In 2016, while working on an Ethereum specification for sharding, Gavin Wood began working on a whitepaper describing a heterogeneous multi-chain framework that would become the Polkadot protocol. The original whitepaper was published in October of that year, but the project would not start until 2017 when it raised funds through an initial coin offering.
Gavin Wood founded Polkadot with Robert Habermeier and Peter Czaban, and the project was supported by Wood’s associated organizations, namely Web3 Foundation, of which he is the president, and Parity Technologies. Gavin Wood is also known for creating the smart contract coding language Solidity and has been credited with creating the term Web3. Robert Habermeier is a Thiel Fellow and blockchain researcher and developer. Peter Czaban is a former Technology Director of the Web3 Foundation and has worked across the financial technology industry.

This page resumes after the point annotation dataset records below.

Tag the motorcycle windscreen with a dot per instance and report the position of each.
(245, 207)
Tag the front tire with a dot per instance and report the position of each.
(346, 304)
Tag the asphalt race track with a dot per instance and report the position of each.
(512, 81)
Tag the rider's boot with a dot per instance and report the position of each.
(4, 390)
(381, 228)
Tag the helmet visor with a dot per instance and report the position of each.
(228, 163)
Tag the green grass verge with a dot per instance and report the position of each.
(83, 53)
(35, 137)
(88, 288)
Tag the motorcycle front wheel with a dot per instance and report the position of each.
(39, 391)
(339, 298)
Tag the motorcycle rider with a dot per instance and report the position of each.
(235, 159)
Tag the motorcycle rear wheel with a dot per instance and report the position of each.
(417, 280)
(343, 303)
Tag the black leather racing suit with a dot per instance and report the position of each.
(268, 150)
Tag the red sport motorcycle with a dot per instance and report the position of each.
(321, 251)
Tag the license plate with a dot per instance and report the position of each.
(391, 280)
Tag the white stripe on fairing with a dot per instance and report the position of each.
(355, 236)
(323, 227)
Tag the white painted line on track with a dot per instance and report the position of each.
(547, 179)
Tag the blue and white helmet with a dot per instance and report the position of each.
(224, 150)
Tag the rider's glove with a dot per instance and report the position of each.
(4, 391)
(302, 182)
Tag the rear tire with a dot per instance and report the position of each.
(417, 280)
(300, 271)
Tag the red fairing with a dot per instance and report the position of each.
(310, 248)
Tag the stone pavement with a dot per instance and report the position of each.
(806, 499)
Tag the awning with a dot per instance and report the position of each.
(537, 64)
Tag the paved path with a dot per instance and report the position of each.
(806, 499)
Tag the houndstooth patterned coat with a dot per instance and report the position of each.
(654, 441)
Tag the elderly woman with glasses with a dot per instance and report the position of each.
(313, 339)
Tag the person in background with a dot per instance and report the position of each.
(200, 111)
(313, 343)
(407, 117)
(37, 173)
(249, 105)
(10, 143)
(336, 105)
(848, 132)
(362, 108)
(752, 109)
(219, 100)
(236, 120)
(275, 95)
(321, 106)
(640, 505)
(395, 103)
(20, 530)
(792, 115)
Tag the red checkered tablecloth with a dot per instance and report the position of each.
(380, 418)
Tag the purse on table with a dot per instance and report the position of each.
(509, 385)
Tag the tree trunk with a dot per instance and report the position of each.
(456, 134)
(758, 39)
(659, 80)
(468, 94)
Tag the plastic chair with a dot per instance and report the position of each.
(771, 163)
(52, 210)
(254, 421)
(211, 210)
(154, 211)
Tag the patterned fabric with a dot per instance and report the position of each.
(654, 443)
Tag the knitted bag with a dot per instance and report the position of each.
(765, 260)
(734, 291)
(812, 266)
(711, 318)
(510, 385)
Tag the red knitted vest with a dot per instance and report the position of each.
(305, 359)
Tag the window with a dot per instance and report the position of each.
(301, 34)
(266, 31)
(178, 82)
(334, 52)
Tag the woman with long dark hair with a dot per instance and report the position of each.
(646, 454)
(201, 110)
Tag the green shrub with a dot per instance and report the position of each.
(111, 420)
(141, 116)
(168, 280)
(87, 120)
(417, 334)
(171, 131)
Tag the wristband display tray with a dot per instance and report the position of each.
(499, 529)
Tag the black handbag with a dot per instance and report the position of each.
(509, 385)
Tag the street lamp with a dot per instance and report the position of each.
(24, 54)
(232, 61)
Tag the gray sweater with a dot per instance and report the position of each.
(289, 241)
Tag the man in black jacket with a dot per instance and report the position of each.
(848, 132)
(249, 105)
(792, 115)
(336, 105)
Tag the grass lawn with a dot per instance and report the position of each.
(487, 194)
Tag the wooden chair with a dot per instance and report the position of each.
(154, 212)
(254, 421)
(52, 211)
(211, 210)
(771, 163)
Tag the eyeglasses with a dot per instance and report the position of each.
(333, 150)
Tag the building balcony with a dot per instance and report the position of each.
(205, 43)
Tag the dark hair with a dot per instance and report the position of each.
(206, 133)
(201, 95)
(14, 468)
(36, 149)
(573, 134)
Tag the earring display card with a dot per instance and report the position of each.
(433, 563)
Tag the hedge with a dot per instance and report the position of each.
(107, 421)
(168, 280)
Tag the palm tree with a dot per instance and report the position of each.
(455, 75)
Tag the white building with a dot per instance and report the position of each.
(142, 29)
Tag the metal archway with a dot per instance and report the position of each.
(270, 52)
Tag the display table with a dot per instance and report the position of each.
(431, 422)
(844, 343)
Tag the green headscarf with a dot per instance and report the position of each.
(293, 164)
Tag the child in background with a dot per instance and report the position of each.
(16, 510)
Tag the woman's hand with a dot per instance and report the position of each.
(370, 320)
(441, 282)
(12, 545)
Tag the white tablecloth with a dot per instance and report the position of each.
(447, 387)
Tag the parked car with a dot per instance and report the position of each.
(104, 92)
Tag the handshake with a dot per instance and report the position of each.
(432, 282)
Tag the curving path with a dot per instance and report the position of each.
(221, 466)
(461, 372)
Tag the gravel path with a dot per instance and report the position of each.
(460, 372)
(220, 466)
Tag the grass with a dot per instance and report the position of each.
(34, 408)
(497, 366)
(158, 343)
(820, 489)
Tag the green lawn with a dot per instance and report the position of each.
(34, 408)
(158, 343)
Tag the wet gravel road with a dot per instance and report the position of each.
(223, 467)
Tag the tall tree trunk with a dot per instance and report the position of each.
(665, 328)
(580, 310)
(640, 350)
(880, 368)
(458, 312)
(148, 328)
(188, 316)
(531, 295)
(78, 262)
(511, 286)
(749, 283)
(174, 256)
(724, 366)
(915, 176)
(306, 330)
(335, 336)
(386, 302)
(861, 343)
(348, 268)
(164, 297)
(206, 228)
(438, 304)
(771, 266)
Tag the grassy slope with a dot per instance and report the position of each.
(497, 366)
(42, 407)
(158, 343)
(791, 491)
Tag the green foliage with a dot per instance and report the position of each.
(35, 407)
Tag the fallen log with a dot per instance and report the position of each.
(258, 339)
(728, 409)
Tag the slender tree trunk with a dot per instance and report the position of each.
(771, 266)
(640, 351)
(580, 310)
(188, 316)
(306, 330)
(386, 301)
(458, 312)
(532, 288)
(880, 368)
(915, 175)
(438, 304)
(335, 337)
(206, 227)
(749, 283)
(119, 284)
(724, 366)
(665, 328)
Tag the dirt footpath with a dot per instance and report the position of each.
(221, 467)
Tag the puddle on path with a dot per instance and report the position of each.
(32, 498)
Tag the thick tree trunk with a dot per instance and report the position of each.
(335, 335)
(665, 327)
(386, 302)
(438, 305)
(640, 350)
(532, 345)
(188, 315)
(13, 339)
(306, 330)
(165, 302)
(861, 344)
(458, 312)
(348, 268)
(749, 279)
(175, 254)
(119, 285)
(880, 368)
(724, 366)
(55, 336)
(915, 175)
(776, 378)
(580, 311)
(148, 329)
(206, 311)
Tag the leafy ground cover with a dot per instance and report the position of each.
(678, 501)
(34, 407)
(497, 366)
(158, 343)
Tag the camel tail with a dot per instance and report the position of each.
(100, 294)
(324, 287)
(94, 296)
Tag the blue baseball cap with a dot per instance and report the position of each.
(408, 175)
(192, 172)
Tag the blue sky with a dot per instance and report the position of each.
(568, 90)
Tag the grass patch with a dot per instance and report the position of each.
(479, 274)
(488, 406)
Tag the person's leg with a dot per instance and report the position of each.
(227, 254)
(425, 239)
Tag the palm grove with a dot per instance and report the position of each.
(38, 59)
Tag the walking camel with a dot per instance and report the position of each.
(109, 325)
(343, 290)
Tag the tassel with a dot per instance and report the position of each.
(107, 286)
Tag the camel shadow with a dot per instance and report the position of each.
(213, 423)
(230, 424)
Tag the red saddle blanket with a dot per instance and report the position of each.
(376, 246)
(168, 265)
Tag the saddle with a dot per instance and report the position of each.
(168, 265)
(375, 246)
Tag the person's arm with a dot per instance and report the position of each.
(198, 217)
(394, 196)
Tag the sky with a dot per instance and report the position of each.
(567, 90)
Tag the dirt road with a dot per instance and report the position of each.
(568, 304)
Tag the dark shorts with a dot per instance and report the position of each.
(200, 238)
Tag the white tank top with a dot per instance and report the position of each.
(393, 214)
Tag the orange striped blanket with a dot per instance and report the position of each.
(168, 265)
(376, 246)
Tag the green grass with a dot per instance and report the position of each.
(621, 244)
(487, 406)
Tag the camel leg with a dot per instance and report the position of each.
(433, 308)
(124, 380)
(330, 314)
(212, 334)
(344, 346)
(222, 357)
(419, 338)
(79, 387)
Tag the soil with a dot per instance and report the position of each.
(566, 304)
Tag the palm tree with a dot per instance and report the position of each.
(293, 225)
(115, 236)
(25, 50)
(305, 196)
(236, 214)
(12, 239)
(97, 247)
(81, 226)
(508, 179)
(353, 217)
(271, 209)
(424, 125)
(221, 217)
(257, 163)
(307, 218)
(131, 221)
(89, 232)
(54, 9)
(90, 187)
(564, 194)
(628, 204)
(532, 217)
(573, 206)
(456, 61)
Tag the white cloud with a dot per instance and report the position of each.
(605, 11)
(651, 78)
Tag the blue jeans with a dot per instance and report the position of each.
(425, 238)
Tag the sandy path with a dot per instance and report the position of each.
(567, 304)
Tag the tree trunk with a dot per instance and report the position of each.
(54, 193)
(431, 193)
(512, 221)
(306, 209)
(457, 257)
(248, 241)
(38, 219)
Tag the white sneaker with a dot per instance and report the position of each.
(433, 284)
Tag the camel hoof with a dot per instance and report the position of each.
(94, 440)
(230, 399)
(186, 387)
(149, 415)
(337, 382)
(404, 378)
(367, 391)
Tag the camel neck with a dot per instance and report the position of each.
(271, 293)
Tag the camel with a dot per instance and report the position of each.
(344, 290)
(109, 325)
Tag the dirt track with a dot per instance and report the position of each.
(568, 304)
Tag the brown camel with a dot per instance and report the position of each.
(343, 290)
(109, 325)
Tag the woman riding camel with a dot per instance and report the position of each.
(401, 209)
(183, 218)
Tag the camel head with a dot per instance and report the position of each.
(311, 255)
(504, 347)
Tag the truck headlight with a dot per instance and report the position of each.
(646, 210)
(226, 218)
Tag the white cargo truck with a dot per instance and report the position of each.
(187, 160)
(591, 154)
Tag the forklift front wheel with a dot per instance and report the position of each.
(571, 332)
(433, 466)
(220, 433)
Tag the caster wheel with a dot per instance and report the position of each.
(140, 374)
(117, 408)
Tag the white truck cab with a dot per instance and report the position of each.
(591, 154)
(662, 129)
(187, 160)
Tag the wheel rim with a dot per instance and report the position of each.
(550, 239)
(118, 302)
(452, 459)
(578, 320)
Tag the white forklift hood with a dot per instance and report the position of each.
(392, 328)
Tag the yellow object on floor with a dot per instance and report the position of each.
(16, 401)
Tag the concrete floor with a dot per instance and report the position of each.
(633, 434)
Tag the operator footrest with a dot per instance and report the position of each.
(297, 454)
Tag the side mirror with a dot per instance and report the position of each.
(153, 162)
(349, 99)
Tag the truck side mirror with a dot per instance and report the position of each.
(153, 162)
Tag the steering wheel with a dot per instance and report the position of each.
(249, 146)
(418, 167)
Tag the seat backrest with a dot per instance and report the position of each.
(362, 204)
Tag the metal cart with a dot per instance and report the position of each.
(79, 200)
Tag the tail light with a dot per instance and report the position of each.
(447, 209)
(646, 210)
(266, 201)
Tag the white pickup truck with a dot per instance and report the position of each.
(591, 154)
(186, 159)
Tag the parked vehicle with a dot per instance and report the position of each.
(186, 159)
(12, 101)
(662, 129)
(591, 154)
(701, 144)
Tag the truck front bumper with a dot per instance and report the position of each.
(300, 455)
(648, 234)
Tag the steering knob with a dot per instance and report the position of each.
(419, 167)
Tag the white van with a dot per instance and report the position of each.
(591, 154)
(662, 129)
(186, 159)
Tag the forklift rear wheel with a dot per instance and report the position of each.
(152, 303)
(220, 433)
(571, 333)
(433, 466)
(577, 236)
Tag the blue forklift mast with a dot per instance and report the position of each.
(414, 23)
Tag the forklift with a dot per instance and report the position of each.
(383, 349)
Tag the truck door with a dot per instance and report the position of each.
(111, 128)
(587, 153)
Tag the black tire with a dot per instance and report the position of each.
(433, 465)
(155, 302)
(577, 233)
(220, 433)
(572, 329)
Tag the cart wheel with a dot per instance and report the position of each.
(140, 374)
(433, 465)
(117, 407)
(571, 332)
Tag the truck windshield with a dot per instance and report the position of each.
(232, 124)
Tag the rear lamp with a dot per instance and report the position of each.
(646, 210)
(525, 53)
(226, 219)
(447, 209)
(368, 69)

Out of this, Polkadot was developed, initially through Web3 Foundation’s contracting of Parity Technologies to develop the first implementations of Polkadot. However, the Polkadot project is an open-source project with anyone able to contribute to the development of the platform. In addition to the open-source community, Web3 Foundation employs researchers and community administrators to further develop the platform.
After the company’s successful 2017 ICO, and after unfortunate events that led to the company losing half the raised funds, Polkadot continued. These unfortunate events were linked to the vulnerability found in the Parity wallet, developed by Parity Technologies, which affected Polkadot’s assets.
The company conducted two private sales, in 2019 and 2020, to raise further funds after the loss. As well, In August 2020, the DOT token was redenominated by a factor of 100, and holders of the DOT token received 100 new tokens for they held. This meant for a person who purchased DOT at the initial $30 price in 2017, they now held 100 DOT tokens priced at $6, for a total value of $600.